Leslie, this is something my husband fights on a regular basis. Just this summer he had one removed. It was a boil. They grow pretty fast over a couple of weeks. He said his hurt and it was warm to the touch. Having it lanced/removed was not fun but it’s not bad. If that is what it is, its basically a staff infection. See a doctor as soon as you can and find out for sure what it is. If it is a boil it will just keep coming back.
If it’s not a boil its probably a cyst. Don’t worry—I know easier said than done. Just get yourself to the doc.
I had a weird syst on my stomach recently but it just went away. Better safe than sorry, so head off to the doc… hopefully it’s nothing. Or a testicle, because really? That would be the talk of the blogosphere wouldn’t it?
Yes, you do need to get it checked out ASAP. I’m sure it’s nothing, but that is where a lymph gland is located and it could be some problem with that.

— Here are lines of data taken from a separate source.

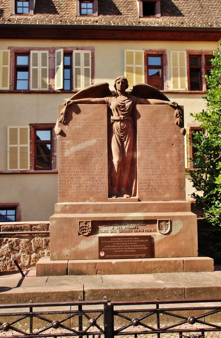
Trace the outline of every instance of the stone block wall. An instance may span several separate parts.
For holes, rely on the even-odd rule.
[[[18,270],[15,258],[23,270],[36,268],[42,257],[50,255],[49,234],[1,234],[3,232],[42,231],[49,230],[49,222],[11,222],[0,223],[0,272]]]

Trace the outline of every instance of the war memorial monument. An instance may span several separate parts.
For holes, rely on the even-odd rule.
[[[183,111],[127,80],[58,107],[58,203],[37,276],[212,271],[186,201]]]

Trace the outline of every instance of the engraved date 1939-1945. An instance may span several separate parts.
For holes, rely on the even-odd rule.
[[[156,228],[140,228],[137,225],[128,226],[127,225],[117,225],[108,227],[107,228],[95,228],[93,229],[95,233],[115,234],[117,233],[150,233],[156,232]]]

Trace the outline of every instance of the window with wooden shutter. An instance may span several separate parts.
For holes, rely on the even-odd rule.
[[[171,87],[172,90],[187,90],[186,53],[170,52]]]
[[[144,82],[144,52],[143,50],[125,49],[124,76],[131,89],[135,82]]]
[[[8,127],[8,170],[30,170],[29,126]]]
[[[31,51],[31,90],[48,90],[49,51]]]
[[[91,51],[73,51],[74,90],[83,89],[91,84]]]
[[[38,90],[39,86],[39,53],[37,50],[31,51],[31,90]]]
[[[40,56],[40,90],[49,89],[49,51],[39,51]]]
[[[55,51],[55,90],[63,89],[64,50]]]
[[[83,69],[83,88],[86,88],[91,84],[91,51],[82,51]]]
[[[186,161],[185,167],[187,169],[189,169],[190,168],[190,131],[188,127],[186,127],[186,140],[185,142],[185,145],[186,148]]]
[[[10,51],[0,50],[0,90],[9,90]]]

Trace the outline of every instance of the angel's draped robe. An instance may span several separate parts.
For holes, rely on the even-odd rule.
[[[128,95],[105,98],[109,113],[109,196],[136,194],[137,164],[135,112],[138,99]]]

Keep us updated.
Don’t ignore it and hope it goes away. Get it checked out. Probably nothing, but it’s better to get it looked at and told so, then to worry.
Let us know what the Dr. says.
Yes, indeed. I had to comment on this one BECAUSE my best friend from childhood had this VERY SAME THING. She called it her goiter. Over time, that puppy grew, bigger and bigger until she was, FOR SURE, not having sex with anyone. I can remember sitting in her family’s house, her mother’s head between her legs, saying, “Erin, this is HUGE.” Hilarious! When it was removed, it had (in her words) “tentacles.” Whenever I tell that story, everyone in the room throws up in their mouths. But what a story! It was totally benign—-and it’s gone now, probably in a jar of formaldehyde for research purposes
hahahaha! You’re growing a testicle. That sucks! Testicles are gross.
I’m sure you’re going to be fine! The good news? Maybe when they remove it they’ll save you some time and do the landscaping for you!
Okok, I’ll call the doc. And I’m convinced it’s nothing but Ashley, your story of the tentacle? Pretty much guratnees that I will go running to my doctor screaming, “TAKE IT OUT TAKE IT OUT”. Oh. My. God.
OMG. Guarantee. Hai.
Yeah, I’d get it checked out, just to be safe. Chances are it’s a boil or a cyst. Does it hurt? My cyst didn’t hurt unless I played with it too much. Now that I have a 2” incision on my arm instead of the cyst, it hurts a lot more! I should have just left the damn thing there.
I hope it’s something that will just go away on it’s own. That’s not an area I’d like to get stitches!
I found a little lump underneath my airpit. Could it be a hair follicle? ASk doctor and yes don’t GOOGLE! PS I LOVE YOUR BANNER!!!
You will be fine, but definitely take care of it if you ever want the big O again.
Yes, I want to see photos.
I hope it is nothing!
Please forgive me, but I can’t resist.
Just think, if you don’t get it taken cared of, you’re going to have to change the name of your girl bits to bagina (short for balled vagina).
Yep, hubs had one on his head. No, really, above his left ear and a little…oh man, wait a minute. You probably thought I meant his…um…I swear, it’s not big thing! Get it checked, anyway…m’kay.
All hail the Internet and its wisdome. The Cyst? Is nothing. A tiny infected something or other that is all sorts of gross details and blahblahblah it’s fine and thank you.
No Bagina for this woman. :: snicker :: Seriously, that was a good one, Maria.
Thank goodness. And makes for good stories!